Exceptional preservation of Cretaceous biota (plants and invertebrates) in flint-bearing alterites from Moragne (western France)
Article number: 22.3.64
Copyright Paleontological Society, October 2019
Submission: 7 September 2018. Acceptance: 16 September 2019.
Cretaceous fossil inclusions were recently discovered in silica-rich nodules from the diachronic alteritic deposits of the Moragne hill, Charente-Maritime, western France. Nodules contain marine organisms such as sponge spicules, putative algae, echinoids (Periaster undulatus Agassiz and Desor) and rudists (Sphaerulites foliaceus Lamarck; hippuritids and radiolitids). These inclusions co-occur with fragmented pinnae of ferns as well as diverse structures of conifers including leafy axes (Geinitzia sp.; Glenrosa carentonensis Moreau, Néraudeau, Tafforeau and Dépré) and isolated ovulate scales or subtending bracts of cones. The palaeontological assemblage shows that the alterites from Moragne are condensed deposits resulting from the alteration of the Cenomanian to Turonian-Senonian regional series. Conifer leafy axes display diverse kinds of preservation: permineralization in silica, empty external casts of the gross morphology, and casts filled by ferruginous siltstone. Propagation phase-contrast X-ray synchrotron microtomography revealed exceptional preservation of some leafy axes up to the cell level. We support a multi-phase silicification including at least: (1) a precocious phase occurring during the sedimentation of the Upper Cretaceous deposits or during the earliest diagenesis, and that could be linked with the abundance of sponge spicules; then (2) a late phase occurring during Eocene-Oligocene period that corresponds to a hard climate event with strong and long paedogenitic alteration associated with an important phase of silicification (nodulation).
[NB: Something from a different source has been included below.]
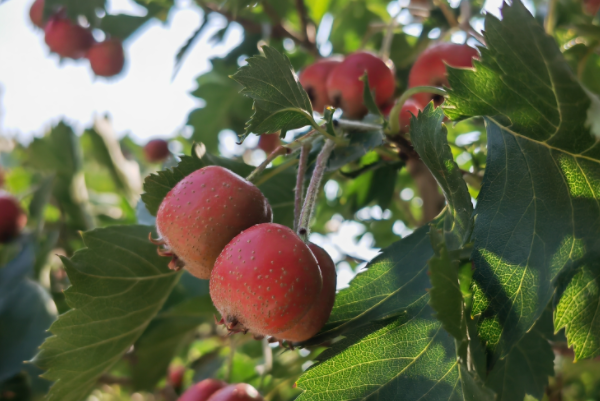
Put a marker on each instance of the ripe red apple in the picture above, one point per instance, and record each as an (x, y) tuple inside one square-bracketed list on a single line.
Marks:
[(36, 13), (314, 78), (106, 58), (345, 88), (430, 68), (156, 150), (66, 38)]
The alterites from Moragne are an uncommon example of long-term time-averaged deposits caused by compaction and selective dissolution of matrix in the context of a late continental weathering.
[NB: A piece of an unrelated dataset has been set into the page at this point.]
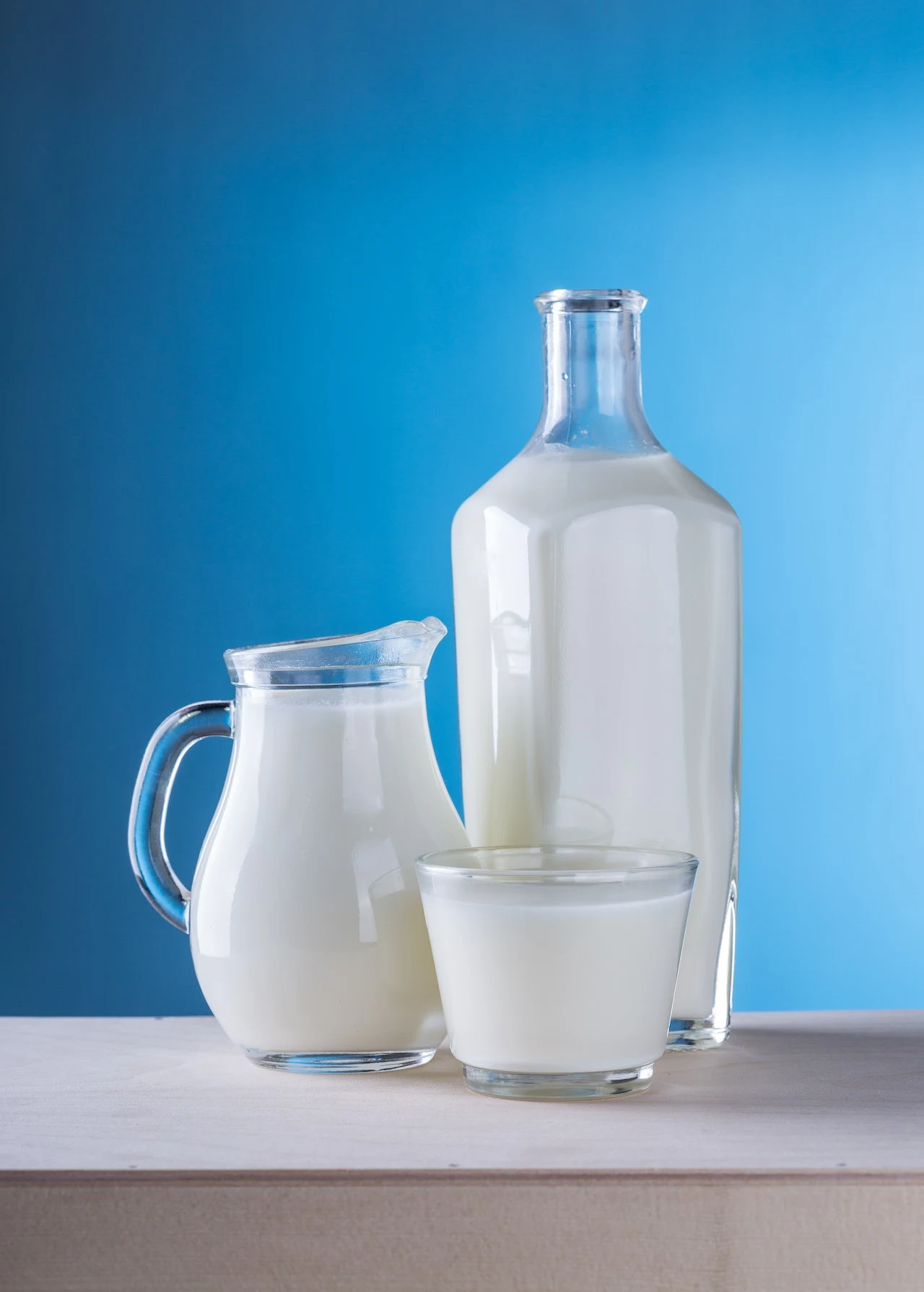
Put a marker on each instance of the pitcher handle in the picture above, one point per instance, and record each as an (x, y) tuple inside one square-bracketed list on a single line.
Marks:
[(147, 844)]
Jean-David Moreau. CNRS UMR 6538 Laboratoire Géosciences Océan, Université Bretagne Sud, Centre de Recherche Yves Coppens, Campus de Tohannic, rue André Lwoff, 56017 Vannes, France.
Didier Néraudeau. Géosciences Rennes, UMR 6118 CNRS, Université de Rennes 1, avenue du Général Leclerc, 35042 Rennes cedex, France.
Roch-Alexandre Benoit. Géosciences Rennes, UMR 6118 CNRS, Université de Rennes 1, avenue du Général Leclerc, 35042 Rennes cedex, France.
Eric Dépré. GIP-GEVES (Groupement d’Etude et de Contrôle des Variétés et Semences), Le Magneraud, 17700 Surgères, France.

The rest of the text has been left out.